Thursday, 29 July 2010

A word to the Mooses out there (Miice?)

Just found today with upgrade to latest Perl::Critic

Subroutines::ProhibitUnusedPrivateSubroutines

this throws a problem with all the many

_build_

as it thinks they are unused private subroutines, not seeing them elsewhere in the code

To fix (thanks to the CPAN documentation for helping me get to this) add the following in your (.)perlcriticrc

[Subroutines::ProhibitUnusedPrivateSubroutines]
private_name_regex = _(?!build_)\w+

This will pattern match and allow anything beginning _build_

Cheers

Thursday, 22 July 2010

Difficult to track bug

Here was a difficult bug to spot (using 5.8.8 and 5.10.1, not tried on 5.12):



my $output_path = $self->output_path();
my $bam_filename = $self->bam_filename_root();

if ( some condition ) {

$output_path .= q{lane} . $self->position_decode_string() . q{/}.
$bam_filename .= $self->position_decode_string();

}


This was caused by a bit of lack of due care and attention after a bit of copy and paste refactoring.
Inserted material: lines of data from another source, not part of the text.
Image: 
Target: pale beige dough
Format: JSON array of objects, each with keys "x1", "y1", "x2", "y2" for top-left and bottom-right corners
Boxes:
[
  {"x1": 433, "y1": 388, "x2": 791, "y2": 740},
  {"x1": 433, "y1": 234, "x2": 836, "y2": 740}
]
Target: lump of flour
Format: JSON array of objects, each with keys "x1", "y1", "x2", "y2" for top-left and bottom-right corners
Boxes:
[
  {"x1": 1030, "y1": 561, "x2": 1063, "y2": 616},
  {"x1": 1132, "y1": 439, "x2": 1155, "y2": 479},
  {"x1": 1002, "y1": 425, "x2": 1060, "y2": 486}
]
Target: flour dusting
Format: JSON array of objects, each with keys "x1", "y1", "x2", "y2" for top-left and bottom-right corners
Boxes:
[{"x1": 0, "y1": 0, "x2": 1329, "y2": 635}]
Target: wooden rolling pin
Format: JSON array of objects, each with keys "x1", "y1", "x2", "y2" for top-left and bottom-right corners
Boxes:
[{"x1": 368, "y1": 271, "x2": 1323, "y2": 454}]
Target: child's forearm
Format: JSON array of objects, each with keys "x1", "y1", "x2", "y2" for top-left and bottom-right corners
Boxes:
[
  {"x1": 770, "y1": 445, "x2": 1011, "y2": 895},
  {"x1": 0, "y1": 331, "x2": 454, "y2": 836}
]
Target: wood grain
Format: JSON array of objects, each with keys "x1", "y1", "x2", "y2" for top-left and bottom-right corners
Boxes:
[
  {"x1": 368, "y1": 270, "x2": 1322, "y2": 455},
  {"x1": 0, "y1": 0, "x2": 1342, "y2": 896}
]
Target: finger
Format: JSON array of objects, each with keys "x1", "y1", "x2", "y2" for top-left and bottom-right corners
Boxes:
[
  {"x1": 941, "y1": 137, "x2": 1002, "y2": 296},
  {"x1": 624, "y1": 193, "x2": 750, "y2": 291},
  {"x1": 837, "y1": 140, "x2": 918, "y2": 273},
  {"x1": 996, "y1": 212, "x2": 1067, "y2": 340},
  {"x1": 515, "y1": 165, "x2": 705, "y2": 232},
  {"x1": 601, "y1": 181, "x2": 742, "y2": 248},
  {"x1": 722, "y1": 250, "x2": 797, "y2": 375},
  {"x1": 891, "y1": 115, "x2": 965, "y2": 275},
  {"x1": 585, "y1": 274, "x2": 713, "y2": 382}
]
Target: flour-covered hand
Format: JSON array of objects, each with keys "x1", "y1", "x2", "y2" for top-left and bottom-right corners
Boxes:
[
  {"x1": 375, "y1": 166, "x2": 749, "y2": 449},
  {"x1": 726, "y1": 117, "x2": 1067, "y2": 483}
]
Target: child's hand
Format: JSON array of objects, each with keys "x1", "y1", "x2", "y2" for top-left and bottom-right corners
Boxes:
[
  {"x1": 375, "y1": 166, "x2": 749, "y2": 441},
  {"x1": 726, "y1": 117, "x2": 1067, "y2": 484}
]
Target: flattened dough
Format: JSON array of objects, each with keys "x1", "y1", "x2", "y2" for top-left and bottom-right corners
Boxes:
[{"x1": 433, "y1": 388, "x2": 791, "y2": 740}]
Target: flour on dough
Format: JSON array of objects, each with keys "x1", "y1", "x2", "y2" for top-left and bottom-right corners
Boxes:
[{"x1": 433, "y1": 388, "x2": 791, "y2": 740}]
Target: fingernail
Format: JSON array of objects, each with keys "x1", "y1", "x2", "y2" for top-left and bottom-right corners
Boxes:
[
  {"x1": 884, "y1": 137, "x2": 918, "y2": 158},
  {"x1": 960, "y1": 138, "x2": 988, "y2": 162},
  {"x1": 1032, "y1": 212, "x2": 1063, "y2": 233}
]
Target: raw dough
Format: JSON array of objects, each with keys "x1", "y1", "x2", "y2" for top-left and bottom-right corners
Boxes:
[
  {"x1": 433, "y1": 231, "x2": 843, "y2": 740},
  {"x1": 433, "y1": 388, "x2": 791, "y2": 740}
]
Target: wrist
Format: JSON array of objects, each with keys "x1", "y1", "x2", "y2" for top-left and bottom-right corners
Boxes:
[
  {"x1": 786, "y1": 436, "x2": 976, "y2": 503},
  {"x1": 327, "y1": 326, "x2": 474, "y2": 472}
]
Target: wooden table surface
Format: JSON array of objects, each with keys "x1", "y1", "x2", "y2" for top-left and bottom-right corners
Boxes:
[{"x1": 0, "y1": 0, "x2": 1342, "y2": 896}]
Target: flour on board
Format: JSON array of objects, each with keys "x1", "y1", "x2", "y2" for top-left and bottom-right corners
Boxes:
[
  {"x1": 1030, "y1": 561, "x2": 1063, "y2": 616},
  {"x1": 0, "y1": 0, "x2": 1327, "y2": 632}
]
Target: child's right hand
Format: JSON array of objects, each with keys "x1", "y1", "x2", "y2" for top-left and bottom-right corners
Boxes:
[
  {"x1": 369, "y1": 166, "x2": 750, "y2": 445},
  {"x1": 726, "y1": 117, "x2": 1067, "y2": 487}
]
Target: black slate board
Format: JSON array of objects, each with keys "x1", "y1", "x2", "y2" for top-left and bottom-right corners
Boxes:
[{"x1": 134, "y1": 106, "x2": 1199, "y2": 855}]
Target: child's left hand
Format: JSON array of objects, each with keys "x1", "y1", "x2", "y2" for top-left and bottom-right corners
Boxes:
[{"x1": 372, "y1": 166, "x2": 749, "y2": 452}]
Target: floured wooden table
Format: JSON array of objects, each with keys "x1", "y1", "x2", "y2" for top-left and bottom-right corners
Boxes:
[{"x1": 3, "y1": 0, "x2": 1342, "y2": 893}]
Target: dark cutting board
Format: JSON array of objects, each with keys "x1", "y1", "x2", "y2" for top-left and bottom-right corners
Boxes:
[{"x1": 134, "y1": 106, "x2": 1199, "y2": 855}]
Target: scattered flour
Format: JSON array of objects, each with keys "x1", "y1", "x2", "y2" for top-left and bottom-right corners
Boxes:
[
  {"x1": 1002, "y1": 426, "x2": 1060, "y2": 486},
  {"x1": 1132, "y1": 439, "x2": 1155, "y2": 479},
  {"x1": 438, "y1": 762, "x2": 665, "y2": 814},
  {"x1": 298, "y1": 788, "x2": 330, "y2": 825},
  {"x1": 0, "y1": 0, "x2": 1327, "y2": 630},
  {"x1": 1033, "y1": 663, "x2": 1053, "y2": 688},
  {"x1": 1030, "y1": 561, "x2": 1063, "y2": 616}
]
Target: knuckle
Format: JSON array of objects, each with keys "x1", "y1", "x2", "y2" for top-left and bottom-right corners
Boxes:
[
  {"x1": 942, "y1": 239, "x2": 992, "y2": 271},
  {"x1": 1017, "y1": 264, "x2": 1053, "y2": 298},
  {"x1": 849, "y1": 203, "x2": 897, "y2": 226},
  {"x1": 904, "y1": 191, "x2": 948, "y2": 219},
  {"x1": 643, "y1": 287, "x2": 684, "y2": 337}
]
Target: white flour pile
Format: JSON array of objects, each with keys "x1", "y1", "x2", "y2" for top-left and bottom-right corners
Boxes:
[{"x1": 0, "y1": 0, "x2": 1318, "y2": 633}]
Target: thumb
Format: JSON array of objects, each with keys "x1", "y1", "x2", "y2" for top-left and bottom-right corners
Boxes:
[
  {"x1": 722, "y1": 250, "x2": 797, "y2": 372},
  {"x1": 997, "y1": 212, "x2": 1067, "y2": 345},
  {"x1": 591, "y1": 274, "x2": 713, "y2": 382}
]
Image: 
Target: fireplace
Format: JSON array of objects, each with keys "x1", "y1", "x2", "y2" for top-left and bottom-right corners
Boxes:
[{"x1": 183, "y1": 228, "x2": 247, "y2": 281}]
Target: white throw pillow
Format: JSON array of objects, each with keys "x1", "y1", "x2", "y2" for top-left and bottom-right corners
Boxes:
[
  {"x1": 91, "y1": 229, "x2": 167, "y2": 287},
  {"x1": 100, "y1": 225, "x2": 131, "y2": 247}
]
Unfortunately, the code is perfectly legit, and parses as though the .= after $bam_filename is just a ., without also doing the concat to $bam_filename.

Bit of a pain in the backside to find this one.

Monday, 12 July 2010

A small journey in Benchmarking

20ish lines of verbose code involving hashes, arrays and grouping, in comparison to a magic piece of regex which does in 3 lines the same thing.


use Benchmark q{:all};

my @lsf_indices = ( 1000,1001,1002,1003,1006,3000,3300,3301,3302,3303,3304,3305,3306,3998,3999,4000,4001,4002);

my %methods = (

regex => sub {
my $array_string = join q{,}, @lsf_indices;
$array_string =~ s/\b(\d+)(,((??{$+ + 1}))\b)+/$1-$+/g;
$array_string = q{[} . $array_string . q{]};
},
verbose => sub {
my ( $previous, $current_working_index );
my %consecutive;

foreach my $index ( @lsf_indices ) {

if ( $previous && ( $index == $previous + 1 ) ) {
push @{ $consecutive{ $current_working_index } }, $index;
$previous = $index;
} else {
$previous = $index;
$current_working_index = $index;
push @{ $consecutive{ $current_working_index } }, $index;
}

}

my @array;
foreach my $index ( sort { $a <=> $b } keys %consecutive ) {

if ( scalar @{ $consecutive{$index} } == 1 ) {

push @array, qq{$consecutive{$index}->[0]};

} else {

my $last = pop @{ $consecutive{$index} };
my $first = shift @{ $consecutive{$index} };
push @array, $first . q{-} . $last;

}

}

my $array_string = q{[} . ( join q{,}, @array ) . q{]};
},

);

cmpthese( 30_000, \%methods);
timethese( 30_000, \%methods);


Result


home$ ./benchmark.pl
Rate regex verbose
regex 6048/s -- -72%
verbose 21898/s 262% --
Benchmark: timing 30000 iterations of regex, verbose...
regex: 5 wallclock secs ( 4.96 usr + 0.01 sys = 4.97 CPU) @ 6036.22/s (n=30000)
verbose: 1 wallclock secs ( 1.37 usr + 0.00 sys = 1.37 CPU) @ 21897.81/s (n=30000)


Verbose lines of code is around 5 times faster. Happy :) Code I can read, and speed benefits as well.

Admittedly, a bit of an exercise, since this isn't really a bottleneck. ;)